Eigenvector Methods - Principle Components Analysis
Suppose we have a scatter plot of two variables with fairly strong linear correlation and similar degrees of variance as shown in figure 8.5 (from Swan and Sandilands, 1995). We might plot a line through the 'long axis' of the data and another perpendicular to it. We have thus identified an alternative set of coordinates (axes) in which to define the data scatter. The new axes are different in that one new axis maximizes the variance along it while it minimizes the varaince around the other axis. The purpose of the change in axes might be to isolate and better identify the primary source of variance in the data. In our example, the first axis might represent the relative overall size of measured organisms, while the second variable may reflect variations in organism shape. This example may seem mundane, but it illustrates a methodology that can be generalized to any number of axes (dimensions) and associated variables. This method is termed principle components analysis (PCA).

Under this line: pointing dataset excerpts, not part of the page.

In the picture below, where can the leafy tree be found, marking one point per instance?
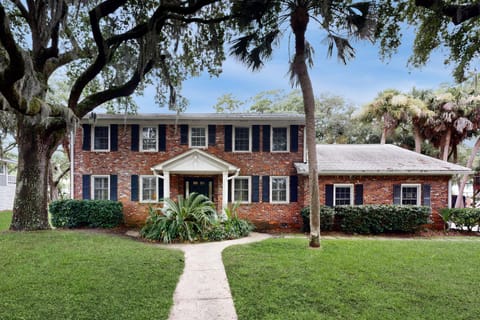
(450, 25)
(340, 20)
(391, 108)
(107, 48)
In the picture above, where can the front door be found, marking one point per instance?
(199, 185)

PCA is in general a method for finding linear combinations of variables that can be grouped together and specified by a single variable or component. Ideally, we might hope to take a data set with n variables and find some number of principle components p that define most of the data variability and have the quality that n>>p. One way to see how to go about doing this is to consider a set of 5 variables. For each pair of variables do a scatter plot and calculate a correlation coefficient (-1 to1). If one tabulates all of the coefficients, one can discern when positive and negavtibve correlations occur (see attached table or correlations). On the basis of such calculations, one can define principle components by equaitons of the form:
PC1 = a1V1 + a2V2 + a3V3 + ....
where the a's are constants proportional to the correlation coefficients and V1-Vn are the original variables. Each of the constants, a, are commonly referred to as weights or loadings. In principle, there are the same number of principle components are there are variables, but usually only a few of the principle components need to be identified that are the cause of most of the data variance.
Factor Analysis
Factor analysis is very similar to PCA except that the data variables may be rotated to find and maximize the total data variance in only a few factors (~ principle components). In some forms of factor analysis the various factors are orthogonal to each other and define variability of orthogonal or independent variables. In some methods, however, the issue of orthogonality is not critical and some factors may be oblique to one another. This may be due to one or more variables having common dependencies such as sediment grain size, water depth of a sediment deposit, amount of quartz in a sediment sample, current velocity, etc.
Cluster Analysis
Cluster analysis is similar to the above tow methods of analysis in that it tries to find elements of similarity among several independent variables. Cluster analysis, however, does not use dimensions or orthogonal axes to calculate degrees of similarity. Rather, it uses distance or correlaiton coefficients to find those variables that best co-vary. It then groups the variables on the basis of their similarity or covariation into clusters. This type of analysis can be done at different levels of simialrity and dendrograms or tree diagrams may result that measures the degree of similarity of any variable with respect to other variables.